IV: In tema di educazione infantile, cosa deve fare un genitore quando il bambino rifiuta la sua lingua? Per esempio un italiano che senta il figlio rispondere alle proprie domande in tedesco?
E.H.: Questo succede abbastanza frequentemente. L’atteggiamento comune è quello di insistere o di bluffare. Il genitore italiano finge di non capire il figlio che risponde in tedesco. In realtà prima di tutto bisognerebbe capire per quale motivo il bimbo rifiuta la lingua. I bambini sono molto sensibili alle reazioni dell’ambiente circostante e quindi, probabilmente, qualcuno tra chi gli sta intorno gli ha fatto vivere il fatto di parlare l’italiano standard o il dialetto come un qualcosa di negativo. Il bimbo comunque non va in nessun caso forzato e bluffare non serve perché il piccolo sa perfettamente se il genitore capisce anche la lingua dominante o meno. Ritengo che aiuti, invece, creare delle aeree di gioco o di interesse che possano far appassionare il bambino alla lingua, per esempio, mettendolo a contatto con altri bambini italiani, mostrandogli libri e cartoni animati in italiano e così via.

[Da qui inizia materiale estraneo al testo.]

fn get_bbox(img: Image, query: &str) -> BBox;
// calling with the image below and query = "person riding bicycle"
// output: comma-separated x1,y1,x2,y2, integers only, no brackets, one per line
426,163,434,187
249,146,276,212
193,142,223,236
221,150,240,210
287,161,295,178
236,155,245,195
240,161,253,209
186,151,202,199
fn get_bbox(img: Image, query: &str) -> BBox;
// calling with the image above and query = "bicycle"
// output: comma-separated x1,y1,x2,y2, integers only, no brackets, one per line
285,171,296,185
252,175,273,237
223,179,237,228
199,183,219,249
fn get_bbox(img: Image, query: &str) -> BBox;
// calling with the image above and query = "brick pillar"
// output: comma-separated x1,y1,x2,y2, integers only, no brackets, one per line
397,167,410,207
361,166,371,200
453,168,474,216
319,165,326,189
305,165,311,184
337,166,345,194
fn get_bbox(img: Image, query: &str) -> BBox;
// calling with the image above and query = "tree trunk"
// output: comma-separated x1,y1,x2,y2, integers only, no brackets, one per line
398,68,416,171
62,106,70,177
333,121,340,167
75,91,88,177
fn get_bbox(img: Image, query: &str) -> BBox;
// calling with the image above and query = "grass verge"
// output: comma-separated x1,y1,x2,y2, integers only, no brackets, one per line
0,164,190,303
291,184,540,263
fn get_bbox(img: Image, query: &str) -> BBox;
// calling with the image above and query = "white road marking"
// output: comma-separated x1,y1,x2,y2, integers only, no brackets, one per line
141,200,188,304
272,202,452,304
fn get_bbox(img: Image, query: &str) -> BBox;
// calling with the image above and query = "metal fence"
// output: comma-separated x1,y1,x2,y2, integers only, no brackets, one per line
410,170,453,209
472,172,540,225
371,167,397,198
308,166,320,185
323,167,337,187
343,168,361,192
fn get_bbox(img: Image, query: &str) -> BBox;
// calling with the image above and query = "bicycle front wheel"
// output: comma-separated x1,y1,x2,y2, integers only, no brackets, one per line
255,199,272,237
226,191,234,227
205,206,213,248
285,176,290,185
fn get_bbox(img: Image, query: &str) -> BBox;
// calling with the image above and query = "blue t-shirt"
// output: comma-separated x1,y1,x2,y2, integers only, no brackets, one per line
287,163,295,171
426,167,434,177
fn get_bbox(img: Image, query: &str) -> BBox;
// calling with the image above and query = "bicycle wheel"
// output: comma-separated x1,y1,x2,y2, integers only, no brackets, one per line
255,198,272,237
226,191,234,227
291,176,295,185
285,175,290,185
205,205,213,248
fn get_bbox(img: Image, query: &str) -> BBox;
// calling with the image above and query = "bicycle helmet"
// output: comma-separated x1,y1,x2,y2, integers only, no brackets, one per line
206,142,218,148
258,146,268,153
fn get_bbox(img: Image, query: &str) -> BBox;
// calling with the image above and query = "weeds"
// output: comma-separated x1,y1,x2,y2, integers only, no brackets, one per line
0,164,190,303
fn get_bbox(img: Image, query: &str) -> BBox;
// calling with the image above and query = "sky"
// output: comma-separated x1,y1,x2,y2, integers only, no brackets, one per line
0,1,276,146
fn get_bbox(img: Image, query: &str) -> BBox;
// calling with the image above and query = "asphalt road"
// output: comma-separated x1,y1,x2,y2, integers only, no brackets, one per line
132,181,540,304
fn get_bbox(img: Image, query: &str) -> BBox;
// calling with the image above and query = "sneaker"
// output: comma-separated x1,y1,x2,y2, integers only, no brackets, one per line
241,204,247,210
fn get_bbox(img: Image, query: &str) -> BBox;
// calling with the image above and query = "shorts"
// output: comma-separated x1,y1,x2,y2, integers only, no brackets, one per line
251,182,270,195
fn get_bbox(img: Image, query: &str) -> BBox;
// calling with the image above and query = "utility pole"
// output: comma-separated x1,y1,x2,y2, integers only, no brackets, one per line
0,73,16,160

IV: E il ruolo della scuola?
E.H.: È giusto che la scuola ponga dei modelli da seguire come l’italiano standard, l´Hochdeutsch, etc. Però deve allo stesso tempo accettare e valorizzare le diversità linguistiche e culturali, cercando di integrarle il più possibile nella vita didattica. È fondamentalmente giusto pretendere che
gli alunni si esprimano e scrivano in modo corretto, seguendo le regole linguistiche attuali. Altrettanto importante è la capacita di tolleranza di "errori” dovuti a momentanea confusione dell’individuo bilingue e non ad un "gap” permanente di conoscenze. E la scuola tedesca è purtroppo ancora lontana da questo obiettivo, salvo alcuni insegnanti singoli, molto impegnati e all’avanguardia.


IV: Tornando al tema del bilinguismo in generale, secondo Lei, è possibile il bilinguismo perfetto?
No, o non a livello diffuso per lo meno, perché alla fine esiste una lingua che viene padroneggiata meglio dell’altra. A meno che non si usi la lingua come strumento di lavoro. I traduttori e gli interpreti bilingui e bialfabetizzati in due (o più) lingue. Questo è comunque il risultato di
anni di studio e di addestramento. Si tratta dunque di un’eccezione ad alto livello: non possiamo pretendere da ogni bilingue di comportarsi come un interprete professionista.


IV: Secondo la Sua definizione, è bilingue chi vive a contatto con due lingue. Per l’accezione comune, tuttavia, per bilingue s’intende chi contemporaneamente impara due lingue, non chi ne apprende una dopo l’altra…

E.H.: Non è così dal punto di vista linguistico, dato che si distingue tra bilinguismo per apprendimento contemporaneo, che si considera possibile fino a circa dieci anni di età, oppure per apprendimento consecutivo, se si oltrepassa questa età.